The conference, which is the public policy arm of the Maryland's Catholic bishops, stressed in its action alert that "many of the county's Catholic and nonpublic schools have developed detailed plans for a safe, full in-person reopening or hybrid (in-person/online) opening These schools have carefully followed guidelines regarding health and safety, consulted with health experts, communicated with parents and developed detailed plans."


Students participate in a class at Our Lady of Good Counsel High School in Olney, Md., in this 2018 file photo. Maryland Gov. Larry Hogan overturned a Montgomery County health director's order to keep private schools closed for in-person learning Aug. 3, 2020. (CNS photo/Catholic Standard/Jaclyn Lippelmann)

It said that "at the forefront of planning has been the health and safety of the students and teachers."

In mid-July, Karen Salmon, Maryland's superintendent of schools, said the state is "firmly in recovery" and therefore "local (school) systems will have the flexibility to determine, in consultation with their local health officers, how they will open, and which groups of students and staff will be able to reenter buildings."

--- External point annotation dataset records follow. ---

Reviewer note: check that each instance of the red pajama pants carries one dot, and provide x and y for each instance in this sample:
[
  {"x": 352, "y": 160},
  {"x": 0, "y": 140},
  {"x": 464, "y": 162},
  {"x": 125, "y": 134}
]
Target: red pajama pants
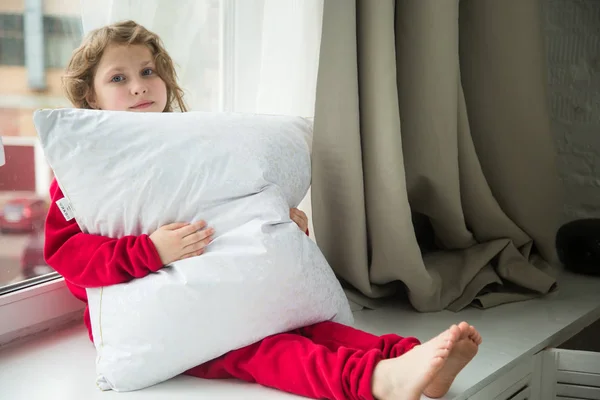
[{"x": 322, "y": 361}]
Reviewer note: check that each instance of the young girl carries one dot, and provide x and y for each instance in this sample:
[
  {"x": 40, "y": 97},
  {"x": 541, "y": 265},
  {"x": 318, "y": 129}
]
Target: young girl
[{"x": 124, "y": 67}]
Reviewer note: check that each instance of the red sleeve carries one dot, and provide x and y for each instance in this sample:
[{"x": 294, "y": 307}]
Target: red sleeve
[{"x": 91, "y": 260}]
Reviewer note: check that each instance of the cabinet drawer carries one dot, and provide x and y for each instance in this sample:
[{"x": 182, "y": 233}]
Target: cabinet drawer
[
  {"x": 575, "y": 374},
  {"x": 512, "y": 385}
]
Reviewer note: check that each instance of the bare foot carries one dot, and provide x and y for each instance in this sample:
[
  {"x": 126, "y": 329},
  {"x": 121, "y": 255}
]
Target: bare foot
[
  {"x": 463, "y": 352},
  {"x": 405, "y": 377}
]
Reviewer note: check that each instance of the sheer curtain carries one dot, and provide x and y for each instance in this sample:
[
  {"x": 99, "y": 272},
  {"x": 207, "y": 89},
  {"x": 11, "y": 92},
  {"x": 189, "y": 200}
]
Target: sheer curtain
[{"x": 257, "y": 56}]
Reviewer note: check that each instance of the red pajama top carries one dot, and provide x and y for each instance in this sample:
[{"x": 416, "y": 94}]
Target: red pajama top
[{"x": 88, "y": 261}]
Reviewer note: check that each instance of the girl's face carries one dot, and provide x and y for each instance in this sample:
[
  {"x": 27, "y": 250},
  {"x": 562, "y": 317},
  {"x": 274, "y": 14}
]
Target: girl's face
[{"x": 126, "y": 80}]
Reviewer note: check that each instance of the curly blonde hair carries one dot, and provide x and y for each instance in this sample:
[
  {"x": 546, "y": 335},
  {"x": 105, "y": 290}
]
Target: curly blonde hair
[{"x": 78, "y": 80}]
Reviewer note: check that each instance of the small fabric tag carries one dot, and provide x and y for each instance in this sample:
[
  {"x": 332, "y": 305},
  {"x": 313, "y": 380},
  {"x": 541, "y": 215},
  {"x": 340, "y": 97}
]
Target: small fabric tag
[{"x": 65, "y": 207}]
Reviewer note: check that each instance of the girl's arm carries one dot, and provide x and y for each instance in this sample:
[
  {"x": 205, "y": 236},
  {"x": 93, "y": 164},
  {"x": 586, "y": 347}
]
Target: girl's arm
[{"x": 91, "y": 260}]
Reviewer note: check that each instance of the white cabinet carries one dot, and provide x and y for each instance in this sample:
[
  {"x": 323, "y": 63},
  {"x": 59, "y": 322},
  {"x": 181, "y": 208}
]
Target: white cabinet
[
  {"x": 519, "y": 383},
  {"x": 570, "y": 375},
  {"x": 553, "y": 374}
]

Hogan noted Aug. 3 that "over the last several weeks, school boards and superintendents made their own decisions about how and when to reopen public schools, after consultation with state and local health officials. ... The blanket closure mandate imposed by Montgomery County was overly broad and inconsistent with the powers intended to be delegated to the county health officer."

He also thanked "all the parents, students, and school administrators who have spoken out in recent days about this important issue."

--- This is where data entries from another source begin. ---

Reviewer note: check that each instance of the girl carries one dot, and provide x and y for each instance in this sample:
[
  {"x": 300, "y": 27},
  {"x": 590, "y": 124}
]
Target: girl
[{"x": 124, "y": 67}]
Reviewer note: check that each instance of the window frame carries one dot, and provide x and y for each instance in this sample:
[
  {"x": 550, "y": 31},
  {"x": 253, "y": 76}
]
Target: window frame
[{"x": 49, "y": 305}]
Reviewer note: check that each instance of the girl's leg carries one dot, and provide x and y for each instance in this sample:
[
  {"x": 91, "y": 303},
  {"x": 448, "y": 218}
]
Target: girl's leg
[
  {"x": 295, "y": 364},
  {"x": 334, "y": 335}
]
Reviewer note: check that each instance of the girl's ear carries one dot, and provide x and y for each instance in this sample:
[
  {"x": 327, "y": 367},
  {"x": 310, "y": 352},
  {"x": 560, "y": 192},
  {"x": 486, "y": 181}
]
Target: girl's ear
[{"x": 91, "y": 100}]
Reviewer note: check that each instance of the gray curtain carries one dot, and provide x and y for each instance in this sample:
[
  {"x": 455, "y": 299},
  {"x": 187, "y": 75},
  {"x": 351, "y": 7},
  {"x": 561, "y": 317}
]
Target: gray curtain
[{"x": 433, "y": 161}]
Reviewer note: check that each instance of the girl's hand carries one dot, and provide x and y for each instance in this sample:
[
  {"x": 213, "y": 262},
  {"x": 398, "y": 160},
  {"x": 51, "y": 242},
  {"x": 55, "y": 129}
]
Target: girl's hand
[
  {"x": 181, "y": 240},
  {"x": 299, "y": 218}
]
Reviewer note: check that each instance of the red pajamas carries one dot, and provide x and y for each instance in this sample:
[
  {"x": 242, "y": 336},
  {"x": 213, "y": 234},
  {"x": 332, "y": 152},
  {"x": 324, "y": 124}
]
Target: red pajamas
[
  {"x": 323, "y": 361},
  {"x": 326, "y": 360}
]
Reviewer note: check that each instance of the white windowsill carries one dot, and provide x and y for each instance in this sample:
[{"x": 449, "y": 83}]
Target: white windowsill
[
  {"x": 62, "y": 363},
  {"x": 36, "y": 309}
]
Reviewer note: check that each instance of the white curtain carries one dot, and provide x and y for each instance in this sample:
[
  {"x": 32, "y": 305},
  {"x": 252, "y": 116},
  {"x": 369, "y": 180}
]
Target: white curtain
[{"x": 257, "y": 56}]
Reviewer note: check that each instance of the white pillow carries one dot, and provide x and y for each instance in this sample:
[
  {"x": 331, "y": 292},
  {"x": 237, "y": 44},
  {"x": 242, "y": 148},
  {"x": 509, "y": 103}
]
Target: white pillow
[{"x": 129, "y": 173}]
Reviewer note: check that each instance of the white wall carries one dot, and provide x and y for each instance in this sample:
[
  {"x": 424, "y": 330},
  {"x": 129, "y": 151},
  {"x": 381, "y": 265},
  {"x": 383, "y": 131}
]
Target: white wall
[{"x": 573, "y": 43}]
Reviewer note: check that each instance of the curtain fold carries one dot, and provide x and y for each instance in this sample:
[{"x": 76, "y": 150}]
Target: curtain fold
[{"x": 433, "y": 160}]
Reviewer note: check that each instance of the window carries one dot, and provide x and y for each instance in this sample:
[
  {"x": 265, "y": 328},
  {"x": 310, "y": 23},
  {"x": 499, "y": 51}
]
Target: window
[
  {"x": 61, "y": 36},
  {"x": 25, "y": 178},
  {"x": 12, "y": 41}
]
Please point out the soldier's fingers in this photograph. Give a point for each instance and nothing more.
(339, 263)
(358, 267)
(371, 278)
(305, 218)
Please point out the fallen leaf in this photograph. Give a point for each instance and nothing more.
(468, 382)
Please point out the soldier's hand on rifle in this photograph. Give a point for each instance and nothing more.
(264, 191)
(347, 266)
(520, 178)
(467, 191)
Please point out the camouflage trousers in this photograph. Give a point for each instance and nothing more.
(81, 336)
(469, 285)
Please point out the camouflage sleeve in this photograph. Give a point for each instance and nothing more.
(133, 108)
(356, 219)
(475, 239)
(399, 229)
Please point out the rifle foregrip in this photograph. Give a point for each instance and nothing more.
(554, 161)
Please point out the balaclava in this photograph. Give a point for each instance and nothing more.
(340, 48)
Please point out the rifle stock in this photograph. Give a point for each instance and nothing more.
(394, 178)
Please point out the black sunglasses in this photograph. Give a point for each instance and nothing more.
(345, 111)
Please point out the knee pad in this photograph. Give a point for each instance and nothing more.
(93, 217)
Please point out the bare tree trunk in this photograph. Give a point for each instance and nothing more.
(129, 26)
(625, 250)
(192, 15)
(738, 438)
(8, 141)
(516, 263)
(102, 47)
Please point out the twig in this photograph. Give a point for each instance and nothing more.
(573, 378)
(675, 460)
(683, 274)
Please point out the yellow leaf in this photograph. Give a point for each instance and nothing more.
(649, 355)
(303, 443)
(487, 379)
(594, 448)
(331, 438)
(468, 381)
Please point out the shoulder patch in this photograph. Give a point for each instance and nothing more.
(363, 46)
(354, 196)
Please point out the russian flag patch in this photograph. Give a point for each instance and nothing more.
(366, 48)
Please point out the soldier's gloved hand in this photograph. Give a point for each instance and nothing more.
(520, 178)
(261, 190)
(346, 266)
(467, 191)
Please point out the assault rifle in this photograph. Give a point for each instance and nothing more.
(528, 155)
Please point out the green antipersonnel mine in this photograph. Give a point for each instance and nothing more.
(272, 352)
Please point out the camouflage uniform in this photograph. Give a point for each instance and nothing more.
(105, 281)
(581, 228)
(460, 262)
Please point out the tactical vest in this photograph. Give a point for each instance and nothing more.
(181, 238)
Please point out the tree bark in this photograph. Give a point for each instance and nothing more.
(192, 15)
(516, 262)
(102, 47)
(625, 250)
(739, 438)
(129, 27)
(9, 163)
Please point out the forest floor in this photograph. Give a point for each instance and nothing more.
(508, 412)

Gayles' directive also was criticized by lawmakers and others who complained that while public schools had the opportunity to devise their own reopening plans, such an opportunity was not being afforded to religiously affiliated and private schools.

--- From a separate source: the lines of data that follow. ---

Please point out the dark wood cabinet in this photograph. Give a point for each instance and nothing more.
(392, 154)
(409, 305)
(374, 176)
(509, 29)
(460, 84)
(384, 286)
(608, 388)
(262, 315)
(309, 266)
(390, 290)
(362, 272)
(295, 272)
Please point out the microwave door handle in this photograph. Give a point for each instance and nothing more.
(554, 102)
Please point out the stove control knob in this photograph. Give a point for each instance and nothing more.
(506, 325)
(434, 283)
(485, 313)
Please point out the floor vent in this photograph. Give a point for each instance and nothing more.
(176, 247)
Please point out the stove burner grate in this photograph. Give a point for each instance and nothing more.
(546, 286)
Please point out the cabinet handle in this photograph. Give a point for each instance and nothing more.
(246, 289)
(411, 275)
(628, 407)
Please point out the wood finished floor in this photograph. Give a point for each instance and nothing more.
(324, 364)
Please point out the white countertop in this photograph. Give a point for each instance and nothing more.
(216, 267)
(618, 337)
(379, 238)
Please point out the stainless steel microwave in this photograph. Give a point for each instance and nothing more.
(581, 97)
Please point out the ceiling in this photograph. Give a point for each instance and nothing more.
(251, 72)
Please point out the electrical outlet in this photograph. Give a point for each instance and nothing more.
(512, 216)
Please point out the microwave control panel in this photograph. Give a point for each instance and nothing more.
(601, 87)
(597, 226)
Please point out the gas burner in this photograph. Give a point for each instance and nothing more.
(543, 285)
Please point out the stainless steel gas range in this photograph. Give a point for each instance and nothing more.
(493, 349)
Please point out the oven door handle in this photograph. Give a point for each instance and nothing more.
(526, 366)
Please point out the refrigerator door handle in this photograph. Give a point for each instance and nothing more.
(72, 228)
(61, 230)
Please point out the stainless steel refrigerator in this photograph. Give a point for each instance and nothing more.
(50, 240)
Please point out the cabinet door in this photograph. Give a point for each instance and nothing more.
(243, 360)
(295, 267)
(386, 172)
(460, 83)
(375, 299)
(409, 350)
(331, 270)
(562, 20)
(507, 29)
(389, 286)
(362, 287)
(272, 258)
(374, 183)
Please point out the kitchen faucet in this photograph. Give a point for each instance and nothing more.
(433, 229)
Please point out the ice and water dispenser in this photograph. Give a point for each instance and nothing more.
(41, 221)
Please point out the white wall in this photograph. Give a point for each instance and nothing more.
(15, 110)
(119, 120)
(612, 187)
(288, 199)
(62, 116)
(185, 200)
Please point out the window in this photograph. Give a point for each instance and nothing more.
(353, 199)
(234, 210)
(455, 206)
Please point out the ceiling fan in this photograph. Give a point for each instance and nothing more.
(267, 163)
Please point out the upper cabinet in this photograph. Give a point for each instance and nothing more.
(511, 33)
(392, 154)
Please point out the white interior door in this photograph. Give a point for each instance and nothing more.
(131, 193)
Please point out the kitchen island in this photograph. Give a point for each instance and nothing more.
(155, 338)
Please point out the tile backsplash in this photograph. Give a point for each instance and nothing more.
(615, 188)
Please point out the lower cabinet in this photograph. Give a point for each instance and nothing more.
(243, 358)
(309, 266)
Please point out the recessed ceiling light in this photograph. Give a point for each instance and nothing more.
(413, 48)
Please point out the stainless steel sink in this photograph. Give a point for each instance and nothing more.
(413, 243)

The Archdiocese of Washington's Catholic Schools Office created a task force that spent most of the spring and summer formulating a plan for opening the schools. It was being finalized when the Montgomery County directive was issued.

"To be clear, Maryland's recovery continues to be based on a flexible, community-based approach that follows science, not politics," Hogan said. "As long as schools develop safe and detailed plans that follow CDC (Centers for Disease Control) and state guidelines, they should be empowered to do what's best for their community."

An Aug. 1 statement from the archdiocesan Catholic Schools Office pointed out that it and Gregory "have been working with school pastors and principals to finalize and approve individual Catholic school reopening plans."

"These models (of reopening archdiocesan Catholic schools) include virtual at-home academic instruction, in-person academic instruction and a blended model that includes both virtual and in-person instruction for our students," that statement said. "Great care has been taken by our school leaders to create reopening plans that follow all current state and national guidelines for reopening schools."

In an earlier interview with the archdiocese's Catholic Standard newspaper, Kelly Branaman, interim superintendent of Catholic schools for the archdiocese, said "reopening our schools in a manner that is safe for our students and faculty is our priority. Health and safety protocols are being established based on guidance from the Centers for Disease Control, local health departments, and local jurisdictions."

She said the task force was devising "habits and routines that promote safety and good health throughout our schools."

In its statement welcoming Hogan's emergency order, the archdiocese said, "We will continue to work with our educators and communities to ensure the safe reopening of the schools of the Archdiocese of Washington and continue to place the health and well-being of our children at the forefront of our efforts."

Even with Hogan's order, the Maryland Catholic Conference urged Montgomery County "parents and parishioners to let their council members know their concern about this issue to ensure they are taken into account now and going forward."